Some innovation is cramped because of the cost of access to the Internet. While universities have their own networks, private access can be expensive. One downtown hotel charged $30 a day last year—not a totally fair price indicator, but an indication of how expensive access can get. The saying “don’t try this at home” is true for broadband in New Zealand.
Much of the government’s money and support goes to students instead of to the universities, in the form of capped tuition, living stipends for students, and no-interest loans that wind up costing the government money over time. With New Zealand higher-education participation rates high, the cost to the government for its generosity to students is also very high, leaving little money to go to the universities to actually teach those students. The government’s position is that its aid to students helps foster economic and ethnic diversity in academe. (The cynical explanation is that the policy wins votes.)

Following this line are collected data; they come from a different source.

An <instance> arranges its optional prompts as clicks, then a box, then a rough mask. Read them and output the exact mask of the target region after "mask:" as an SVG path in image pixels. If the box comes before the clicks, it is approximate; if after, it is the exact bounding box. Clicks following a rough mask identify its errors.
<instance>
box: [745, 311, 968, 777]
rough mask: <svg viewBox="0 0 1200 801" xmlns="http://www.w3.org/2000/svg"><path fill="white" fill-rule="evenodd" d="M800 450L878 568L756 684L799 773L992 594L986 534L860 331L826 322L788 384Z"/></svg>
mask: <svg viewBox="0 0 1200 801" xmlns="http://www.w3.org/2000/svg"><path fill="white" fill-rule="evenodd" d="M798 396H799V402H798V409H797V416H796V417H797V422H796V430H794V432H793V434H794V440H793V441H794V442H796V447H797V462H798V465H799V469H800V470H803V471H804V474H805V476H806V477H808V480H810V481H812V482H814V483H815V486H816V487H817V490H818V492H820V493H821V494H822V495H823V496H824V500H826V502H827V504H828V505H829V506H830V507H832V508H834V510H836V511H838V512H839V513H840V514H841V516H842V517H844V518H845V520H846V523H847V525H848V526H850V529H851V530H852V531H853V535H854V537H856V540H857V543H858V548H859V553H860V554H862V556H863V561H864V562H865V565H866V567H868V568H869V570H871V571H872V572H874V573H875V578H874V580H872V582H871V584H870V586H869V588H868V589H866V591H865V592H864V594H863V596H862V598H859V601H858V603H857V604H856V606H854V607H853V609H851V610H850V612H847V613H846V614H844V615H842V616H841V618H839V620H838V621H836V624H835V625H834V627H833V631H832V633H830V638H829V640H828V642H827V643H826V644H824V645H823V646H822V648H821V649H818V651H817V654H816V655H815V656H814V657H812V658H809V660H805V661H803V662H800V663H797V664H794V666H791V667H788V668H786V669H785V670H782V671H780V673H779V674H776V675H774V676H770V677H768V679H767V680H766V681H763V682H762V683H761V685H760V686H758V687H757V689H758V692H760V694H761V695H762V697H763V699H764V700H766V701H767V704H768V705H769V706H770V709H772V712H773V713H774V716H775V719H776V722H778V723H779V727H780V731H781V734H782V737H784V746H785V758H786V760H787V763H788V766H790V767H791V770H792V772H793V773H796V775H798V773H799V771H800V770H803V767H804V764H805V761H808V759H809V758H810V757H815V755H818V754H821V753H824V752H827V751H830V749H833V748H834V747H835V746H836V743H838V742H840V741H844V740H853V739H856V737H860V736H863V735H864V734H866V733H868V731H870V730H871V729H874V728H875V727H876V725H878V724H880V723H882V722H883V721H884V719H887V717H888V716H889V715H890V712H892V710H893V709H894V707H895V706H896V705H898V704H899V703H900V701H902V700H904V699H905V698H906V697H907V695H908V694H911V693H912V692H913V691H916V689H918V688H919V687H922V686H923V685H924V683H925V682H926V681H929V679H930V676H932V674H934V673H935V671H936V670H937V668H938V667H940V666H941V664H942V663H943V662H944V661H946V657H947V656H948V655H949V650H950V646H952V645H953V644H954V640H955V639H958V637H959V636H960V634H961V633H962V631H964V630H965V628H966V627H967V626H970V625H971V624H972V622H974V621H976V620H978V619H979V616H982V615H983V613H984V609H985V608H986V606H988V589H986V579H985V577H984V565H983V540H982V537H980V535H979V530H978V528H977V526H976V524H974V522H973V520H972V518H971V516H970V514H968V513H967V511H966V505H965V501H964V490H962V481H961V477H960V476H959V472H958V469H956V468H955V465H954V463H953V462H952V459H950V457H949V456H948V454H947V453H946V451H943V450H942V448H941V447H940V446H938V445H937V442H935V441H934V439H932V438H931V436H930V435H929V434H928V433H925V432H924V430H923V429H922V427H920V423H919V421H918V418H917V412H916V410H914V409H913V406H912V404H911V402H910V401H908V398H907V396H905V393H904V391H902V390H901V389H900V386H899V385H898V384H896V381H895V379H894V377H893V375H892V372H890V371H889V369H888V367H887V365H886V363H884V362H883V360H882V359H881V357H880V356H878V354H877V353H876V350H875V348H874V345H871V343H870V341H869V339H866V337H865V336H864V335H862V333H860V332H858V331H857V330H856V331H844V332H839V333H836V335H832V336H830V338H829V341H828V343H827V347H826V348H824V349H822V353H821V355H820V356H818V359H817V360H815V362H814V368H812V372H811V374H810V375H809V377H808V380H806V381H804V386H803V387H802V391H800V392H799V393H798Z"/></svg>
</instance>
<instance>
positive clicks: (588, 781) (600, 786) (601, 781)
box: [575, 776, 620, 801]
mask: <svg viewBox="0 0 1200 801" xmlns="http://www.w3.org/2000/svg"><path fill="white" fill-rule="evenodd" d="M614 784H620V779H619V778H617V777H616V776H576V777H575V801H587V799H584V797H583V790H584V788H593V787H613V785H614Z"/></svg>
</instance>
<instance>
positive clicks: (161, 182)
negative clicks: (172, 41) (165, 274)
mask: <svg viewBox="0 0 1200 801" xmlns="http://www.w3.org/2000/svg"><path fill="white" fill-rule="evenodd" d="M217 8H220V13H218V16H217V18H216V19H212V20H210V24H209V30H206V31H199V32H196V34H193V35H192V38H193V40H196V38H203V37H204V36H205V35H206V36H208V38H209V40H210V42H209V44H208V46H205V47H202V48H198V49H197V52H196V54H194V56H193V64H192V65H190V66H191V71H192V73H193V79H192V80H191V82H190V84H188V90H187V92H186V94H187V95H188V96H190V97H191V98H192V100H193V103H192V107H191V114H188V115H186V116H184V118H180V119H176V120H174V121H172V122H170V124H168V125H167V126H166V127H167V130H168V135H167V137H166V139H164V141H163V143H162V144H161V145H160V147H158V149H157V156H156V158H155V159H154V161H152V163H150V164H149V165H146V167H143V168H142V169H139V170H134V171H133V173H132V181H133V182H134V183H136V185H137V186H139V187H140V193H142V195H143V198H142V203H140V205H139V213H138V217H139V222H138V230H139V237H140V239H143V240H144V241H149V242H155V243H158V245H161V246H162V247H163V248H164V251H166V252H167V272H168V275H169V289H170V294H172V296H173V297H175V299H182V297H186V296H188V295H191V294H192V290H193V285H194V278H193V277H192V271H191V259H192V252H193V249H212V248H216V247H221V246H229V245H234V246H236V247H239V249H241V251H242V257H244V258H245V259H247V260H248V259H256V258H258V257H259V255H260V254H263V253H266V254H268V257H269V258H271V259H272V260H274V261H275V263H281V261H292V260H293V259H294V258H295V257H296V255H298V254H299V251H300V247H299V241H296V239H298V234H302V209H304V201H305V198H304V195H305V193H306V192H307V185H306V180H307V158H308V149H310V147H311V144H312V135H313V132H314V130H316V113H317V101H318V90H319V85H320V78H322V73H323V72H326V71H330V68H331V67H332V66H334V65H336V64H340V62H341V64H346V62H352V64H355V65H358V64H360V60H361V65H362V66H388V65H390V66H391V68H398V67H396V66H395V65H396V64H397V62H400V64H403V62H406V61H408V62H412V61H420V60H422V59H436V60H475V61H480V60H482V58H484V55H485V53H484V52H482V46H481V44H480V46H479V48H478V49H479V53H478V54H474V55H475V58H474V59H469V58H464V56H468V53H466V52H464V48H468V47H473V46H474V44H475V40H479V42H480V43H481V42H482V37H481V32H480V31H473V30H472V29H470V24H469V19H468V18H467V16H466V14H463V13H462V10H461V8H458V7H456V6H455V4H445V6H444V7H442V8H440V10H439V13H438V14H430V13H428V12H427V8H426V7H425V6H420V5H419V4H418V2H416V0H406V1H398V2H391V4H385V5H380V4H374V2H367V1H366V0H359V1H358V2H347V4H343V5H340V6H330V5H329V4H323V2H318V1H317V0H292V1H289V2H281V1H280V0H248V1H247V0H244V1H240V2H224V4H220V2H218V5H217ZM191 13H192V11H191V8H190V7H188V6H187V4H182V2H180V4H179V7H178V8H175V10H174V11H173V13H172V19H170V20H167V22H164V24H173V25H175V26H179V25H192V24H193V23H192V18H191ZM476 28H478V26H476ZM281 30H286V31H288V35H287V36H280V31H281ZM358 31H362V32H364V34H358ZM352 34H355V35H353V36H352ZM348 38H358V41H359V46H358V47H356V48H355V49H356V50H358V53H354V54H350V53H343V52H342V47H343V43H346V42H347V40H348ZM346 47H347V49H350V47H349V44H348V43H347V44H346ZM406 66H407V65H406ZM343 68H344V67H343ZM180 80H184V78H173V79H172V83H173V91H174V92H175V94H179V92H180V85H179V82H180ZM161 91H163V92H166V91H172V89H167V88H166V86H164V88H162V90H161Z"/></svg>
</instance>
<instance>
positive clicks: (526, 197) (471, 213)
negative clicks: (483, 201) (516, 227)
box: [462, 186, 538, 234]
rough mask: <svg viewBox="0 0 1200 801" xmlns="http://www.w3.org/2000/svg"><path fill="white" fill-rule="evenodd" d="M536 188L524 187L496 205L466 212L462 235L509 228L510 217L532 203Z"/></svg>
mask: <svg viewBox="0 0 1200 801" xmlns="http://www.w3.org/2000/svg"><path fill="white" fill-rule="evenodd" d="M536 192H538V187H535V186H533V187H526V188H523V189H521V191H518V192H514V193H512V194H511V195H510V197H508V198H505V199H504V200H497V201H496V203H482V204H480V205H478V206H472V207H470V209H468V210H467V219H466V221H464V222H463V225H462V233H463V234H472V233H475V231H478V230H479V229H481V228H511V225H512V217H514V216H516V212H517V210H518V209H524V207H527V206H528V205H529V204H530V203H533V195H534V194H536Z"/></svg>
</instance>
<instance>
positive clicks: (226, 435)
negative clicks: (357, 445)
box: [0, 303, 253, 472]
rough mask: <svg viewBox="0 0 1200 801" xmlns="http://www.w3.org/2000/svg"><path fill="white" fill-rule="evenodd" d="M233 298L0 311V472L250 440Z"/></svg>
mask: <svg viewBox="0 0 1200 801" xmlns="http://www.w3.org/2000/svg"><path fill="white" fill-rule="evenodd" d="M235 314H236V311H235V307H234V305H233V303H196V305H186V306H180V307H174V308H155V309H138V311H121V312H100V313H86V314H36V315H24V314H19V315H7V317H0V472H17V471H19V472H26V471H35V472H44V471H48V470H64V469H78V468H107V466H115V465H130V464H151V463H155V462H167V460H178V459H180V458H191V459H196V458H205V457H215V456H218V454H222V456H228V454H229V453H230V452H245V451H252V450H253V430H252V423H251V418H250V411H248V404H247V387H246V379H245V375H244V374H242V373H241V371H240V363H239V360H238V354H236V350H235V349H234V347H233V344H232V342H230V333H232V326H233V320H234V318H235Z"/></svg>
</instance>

The universities can charge more for international students, but with tuition and fees low for domestic students, universities feel like they can only charge international students so much without incurring resentment. With a small federally-fixed market of eight universities, New Zealand is highly vulnerable to any sudden changes that affect international student recruitment—swings in currencies, or incidents, like the ones that have occurred in both Australia and the United States, where unscrupulous private colleges stain the broader reputation of national higher education.
New Zealand is also vulnerable to headhunting. Australian universities in particular see New Zealand universities as a good place to search for talent, and Australian institutions can often offer better salaries. Imagine getting paid in a highly valued currency, and then going home to a cheap country.
On the international-relations circuit for universities, administrators watch what is happening in New Zealand with pained expressions. There’s much to like about the country and its academics. They are smart yet humble and were racially tolerant long before a good many developed countries: New Zealand has fostered a network of Maori universities and programs. The country has a varied and stunning landscape that could turn a lot of academic couch potatoes into outdoors buffs. But how long New Zealand universities can survive on what they label as a starvation diet remains to be seen.